Beijing already has half of the world’s wheat supply in storage and its panic buying is driving up prices even further.

“It’s like pandemic hoarding, but it’s not toilet paper, it’s millions of bushels of grain that normally feed large parts of the world,” a Biden administration official said. “Countries are pretty much sitting on these supplies because they don’t know when it’s going to end.”

After the wheat market hit a record high earlier this week, US Agriculture Secretary Tom Vilsack and agriculture ministers from six other major economies warned on Friday that countries refusing to export food products would only cause further price spikes, saying it “could threaten food”. global security and nutrition, especially among the most vulnerable.

G-7 officials, who met virtually to discuss Ukraine, called on countries to keep their food and agricultural markets open and to “guard against any unjustified restrictions on their exports”.

Vilsack later said Ukrainian Agrarian Policy and Food Minister Roman Leshchenko addressed the group from a bunker and asked countries to provide fuel to help Ukrainian farmers harvest and plant. new crops this spring, as the country faces a rapidly worsening humanitarian crisis.

Leshchenko’s plea for help came just as the United Nations released a report On Friday, international food and feed prices are estimated to rise by 20% due to the conflict. US lawmakers and officials monitoring the situation are particularly concerned about shortages and price spikes that are triggering social unrest in African and Middle Eastern countries.

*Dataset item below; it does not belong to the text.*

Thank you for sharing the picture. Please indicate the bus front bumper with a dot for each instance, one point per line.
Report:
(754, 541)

The United States, a major grain exporter, will likely be immune to the worst price spikes, said Scott Irwin, an agricultural economist at the University of Illinois.

“The concern is primarily about consumers in poorer countries being shut out of the market and the human cost of that,” Irwin said.

US officials have been tracking China’s moves in the wake of the conflict and fear that Beijing is positioning itself to use its mass reserves as a political cudgel against countries in Africa and the Middle East that will have increasingly desperate need food supplies as the conflict continues. “The bigger question is whether Beijing is doing this simply because it’s worried about ensuring enough food for its own population, or whether it has plans beyond that,” the official said. Biden.